When dawn came again, Moses retired to his cabin, and gave orders, and Rej Laithor and five other top administrators were taken from their families and questioned most intensely. The questioners learned nothing. Patrols of armed Altruists went upstream, searching for the conspirators who were dumping chemical pollutants into the river. They found nothing. They traveled for three days and three nights, as far as the great waterfall in the High Country, and even there the tumbling waters were blood, blood
, blood.
Moses prayed without surcease, both day and night, until he finally collapsed from exhaustion, and his lieutenants took him back to his simple cabin. The river remained red and murky.
“He is beaten,” Jaime Kreen said after a week, when Haviland Tuf had returned from scouting out the situation below in his airbarge. “Why does he wait?”

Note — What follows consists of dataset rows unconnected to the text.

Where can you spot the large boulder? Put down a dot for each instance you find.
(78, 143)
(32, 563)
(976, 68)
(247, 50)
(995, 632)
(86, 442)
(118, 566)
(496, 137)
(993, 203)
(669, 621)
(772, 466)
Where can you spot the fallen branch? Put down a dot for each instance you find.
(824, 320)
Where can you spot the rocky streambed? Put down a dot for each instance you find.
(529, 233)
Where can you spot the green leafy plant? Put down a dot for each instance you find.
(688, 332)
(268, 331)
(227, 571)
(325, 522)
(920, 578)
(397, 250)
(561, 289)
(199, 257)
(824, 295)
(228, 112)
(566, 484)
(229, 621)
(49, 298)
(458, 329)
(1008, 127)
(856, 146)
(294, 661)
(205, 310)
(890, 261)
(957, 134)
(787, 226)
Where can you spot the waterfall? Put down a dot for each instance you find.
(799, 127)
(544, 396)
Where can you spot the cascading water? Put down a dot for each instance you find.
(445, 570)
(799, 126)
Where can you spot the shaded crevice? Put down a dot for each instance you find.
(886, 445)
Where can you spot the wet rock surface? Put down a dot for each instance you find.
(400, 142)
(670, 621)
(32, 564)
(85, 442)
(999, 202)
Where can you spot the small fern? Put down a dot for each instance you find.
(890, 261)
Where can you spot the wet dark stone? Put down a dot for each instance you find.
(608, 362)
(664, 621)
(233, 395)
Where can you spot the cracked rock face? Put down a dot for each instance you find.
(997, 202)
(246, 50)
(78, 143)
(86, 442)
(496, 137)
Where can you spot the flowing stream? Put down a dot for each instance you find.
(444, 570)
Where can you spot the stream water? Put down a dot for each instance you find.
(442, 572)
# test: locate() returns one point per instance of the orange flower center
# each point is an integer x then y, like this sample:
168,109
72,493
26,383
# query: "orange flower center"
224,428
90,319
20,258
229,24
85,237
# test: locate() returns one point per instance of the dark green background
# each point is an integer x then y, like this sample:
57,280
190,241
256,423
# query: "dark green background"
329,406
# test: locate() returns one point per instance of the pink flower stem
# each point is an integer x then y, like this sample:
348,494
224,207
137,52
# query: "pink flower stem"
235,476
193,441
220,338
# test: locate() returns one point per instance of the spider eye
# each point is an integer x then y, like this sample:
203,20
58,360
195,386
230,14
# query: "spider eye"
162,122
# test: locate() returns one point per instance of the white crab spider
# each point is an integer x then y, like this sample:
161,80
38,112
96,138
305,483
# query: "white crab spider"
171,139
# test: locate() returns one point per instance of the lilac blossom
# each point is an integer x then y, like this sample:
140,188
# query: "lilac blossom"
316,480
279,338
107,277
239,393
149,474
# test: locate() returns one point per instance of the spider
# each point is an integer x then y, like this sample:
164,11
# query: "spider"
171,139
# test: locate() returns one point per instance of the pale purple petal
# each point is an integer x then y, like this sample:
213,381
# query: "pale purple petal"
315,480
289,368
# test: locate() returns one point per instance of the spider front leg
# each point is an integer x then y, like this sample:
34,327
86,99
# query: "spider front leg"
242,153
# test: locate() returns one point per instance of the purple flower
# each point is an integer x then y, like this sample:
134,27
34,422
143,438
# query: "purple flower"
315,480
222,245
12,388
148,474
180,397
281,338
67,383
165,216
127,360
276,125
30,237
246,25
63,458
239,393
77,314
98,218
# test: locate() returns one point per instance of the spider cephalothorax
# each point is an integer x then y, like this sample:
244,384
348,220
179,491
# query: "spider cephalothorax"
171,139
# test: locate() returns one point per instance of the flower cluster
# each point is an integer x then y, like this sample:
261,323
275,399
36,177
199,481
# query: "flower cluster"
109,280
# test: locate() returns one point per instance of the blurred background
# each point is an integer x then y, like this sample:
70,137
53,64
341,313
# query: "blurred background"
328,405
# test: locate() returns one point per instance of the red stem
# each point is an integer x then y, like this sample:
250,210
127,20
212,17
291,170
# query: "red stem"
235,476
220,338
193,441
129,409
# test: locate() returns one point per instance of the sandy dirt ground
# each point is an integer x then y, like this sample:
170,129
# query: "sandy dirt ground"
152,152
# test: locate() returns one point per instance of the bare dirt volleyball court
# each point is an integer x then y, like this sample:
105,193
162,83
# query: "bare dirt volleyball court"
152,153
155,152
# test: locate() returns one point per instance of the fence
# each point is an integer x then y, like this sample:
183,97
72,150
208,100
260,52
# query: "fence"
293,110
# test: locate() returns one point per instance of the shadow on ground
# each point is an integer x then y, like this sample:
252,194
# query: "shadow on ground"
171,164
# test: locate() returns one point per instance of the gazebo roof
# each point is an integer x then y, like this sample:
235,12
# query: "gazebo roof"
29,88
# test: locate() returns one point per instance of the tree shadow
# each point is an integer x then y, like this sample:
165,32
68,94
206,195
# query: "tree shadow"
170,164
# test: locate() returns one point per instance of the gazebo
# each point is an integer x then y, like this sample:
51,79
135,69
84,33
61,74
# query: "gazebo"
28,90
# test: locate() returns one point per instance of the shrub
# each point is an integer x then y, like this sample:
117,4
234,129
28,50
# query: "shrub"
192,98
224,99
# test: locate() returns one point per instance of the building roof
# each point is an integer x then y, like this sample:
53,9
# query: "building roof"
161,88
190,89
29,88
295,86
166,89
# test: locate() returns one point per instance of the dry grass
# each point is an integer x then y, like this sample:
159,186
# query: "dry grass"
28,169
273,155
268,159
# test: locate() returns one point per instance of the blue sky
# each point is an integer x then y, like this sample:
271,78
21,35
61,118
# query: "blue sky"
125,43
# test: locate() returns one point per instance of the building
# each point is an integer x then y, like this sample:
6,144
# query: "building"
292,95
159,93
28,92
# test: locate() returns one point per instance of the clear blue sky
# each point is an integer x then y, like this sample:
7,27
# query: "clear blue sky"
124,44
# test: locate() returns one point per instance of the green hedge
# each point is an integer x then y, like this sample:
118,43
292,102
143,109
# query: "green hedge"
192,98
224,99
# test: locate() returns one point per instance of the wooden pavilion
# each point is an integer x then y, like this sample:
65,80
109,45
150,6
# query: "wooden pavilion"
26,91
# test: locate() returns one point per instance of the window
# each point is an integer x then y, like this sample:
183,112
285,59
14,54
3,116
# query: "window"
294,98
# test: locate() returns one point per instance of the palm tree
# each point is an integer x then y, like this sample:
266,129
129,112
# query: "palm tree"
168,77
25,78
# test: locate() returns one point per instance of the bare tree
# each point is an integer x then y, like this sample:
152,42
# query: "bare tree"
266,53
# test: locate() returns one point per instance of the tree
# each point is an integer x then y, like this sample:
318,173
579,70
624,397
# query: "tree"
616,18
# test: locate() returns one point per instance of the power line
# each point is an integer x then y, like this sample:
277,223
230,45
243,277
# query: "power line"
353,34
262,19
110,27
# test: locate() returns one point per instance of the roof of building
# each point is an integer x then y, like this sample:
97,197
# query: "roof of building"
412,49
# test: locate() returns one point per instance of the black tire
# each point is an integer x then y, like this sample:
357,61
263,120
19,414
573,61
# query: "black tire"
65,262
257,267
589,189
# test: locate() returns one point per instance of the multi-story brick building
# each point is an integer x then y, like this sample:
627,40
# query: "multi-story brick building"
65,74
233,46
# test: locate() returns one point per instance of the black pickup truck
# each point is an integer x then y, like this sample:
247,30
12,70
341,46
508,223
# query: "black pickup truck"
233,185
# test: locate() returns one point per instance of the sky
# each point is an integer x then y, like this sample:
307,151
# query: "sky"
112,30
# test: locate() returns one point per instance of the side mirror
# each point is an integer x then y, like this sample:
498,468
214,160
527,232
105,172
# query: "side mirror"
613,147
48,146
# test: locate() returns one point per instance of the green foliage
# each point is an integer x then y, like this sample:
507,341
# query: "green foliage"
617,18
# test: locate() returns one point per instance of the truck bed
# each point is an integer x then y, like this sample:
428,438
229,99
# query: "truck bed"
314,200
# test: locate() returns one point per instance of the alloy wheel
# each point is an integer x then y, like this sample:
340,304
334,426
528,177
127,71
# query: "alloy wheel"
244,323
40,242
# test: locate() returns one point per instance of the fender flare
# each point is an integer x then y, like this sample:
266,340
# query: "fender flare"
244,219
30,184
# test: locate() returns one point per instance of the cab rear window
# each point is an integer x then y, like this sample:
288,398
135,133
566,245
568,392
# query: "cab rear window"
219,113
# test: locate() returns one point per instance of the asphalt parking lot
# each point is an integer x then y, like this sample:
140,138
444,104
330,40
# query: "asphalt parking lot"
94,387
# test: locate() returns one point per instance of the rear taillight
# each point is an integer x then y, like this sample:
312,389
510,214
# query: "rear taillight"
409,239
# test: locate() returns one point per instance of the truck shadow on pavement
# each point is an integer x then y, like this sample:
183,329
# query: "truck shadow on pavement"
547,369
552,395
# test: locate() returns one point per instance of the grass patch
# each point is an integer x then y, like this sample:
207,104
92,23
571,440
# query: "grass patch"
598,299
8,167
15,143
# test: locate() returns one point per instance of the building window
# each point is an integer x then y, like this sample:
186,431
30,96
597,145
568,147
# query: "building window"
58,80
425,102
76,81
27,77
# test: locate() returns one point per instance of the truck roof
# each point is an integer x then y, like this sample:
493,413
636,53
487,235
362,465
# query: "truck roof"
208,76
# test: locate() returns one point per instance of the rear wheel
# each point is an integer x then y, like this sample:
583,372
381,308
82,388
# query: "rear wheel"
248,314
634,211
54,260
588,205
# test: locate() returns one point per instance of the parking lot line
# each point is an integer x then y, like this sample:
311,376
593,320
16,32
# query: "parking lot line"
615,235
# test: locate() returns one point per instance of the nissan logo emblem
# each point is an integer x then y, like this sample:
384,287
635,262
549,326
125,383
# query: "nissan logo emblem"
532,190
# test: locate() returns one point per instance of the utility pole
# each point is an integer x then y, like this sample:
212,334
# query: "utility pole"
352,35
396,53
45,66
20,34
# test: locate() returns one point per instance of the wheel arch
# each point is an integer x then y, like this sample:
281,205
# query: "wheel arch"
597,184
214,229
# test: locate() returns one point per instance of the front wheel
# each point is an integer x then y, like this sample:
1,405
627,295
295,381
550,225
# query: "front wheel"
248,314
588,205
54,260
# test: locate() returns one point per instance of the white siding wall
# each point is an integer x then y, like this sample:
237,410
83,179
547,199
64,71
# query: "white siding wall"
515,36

“He waits for the river to cleanse itself,” said Haviland Tuf. “It is one thing to contaminate the water supply of a closed system like your arcology, where only a finite amount of contaminant will be sufficient for the task. A river is an undertaking of a higher magnitude. Inject any amount of chemical you please into its waters, and sooner or later it will all flow past and the river will be clean again. Moses no doubt believes we shall soon run out of chemicals.”
“Then how are you doing it?”
“Microorganisms, unlike chemical substances, multiply and renew themselves,” said Haviland Tuf. “Even the waters of Old Earth were subject to such red tides, the ancient records of the EEC tell us. There is a world called Scarne where the corresponding lifeform is so virulent that even the oceans themselves are perpetually stained, and all other creatures must adapt or die. Those who built the Ark visited Scarne and took cloning material.”
That night the pillar of fire appeared outside of Moses’ cabin, and frightened away the guards. “Give my people back!” it roared.
Moses staggered to the door and threw it wide. “You are a delusion of Satan,” he screamed, “but I will not be tricked. Be gone. We will drink no more from the river, trickster. There are deep wells we can take our water from, and we can dig others.”
The pillar of fire writhed and crackled. “No doubt,” it commented, “yet you only delay the inevitable. Release the people from the City of Hope, or I will set the plagues of frogs upon you.”
“I will eat your frogs,” Moses yelled. “They will be fine and delicious.”
“These frogs will come from the river,” said the pillar of fire, “and they shall be more terrible than you can imagine.”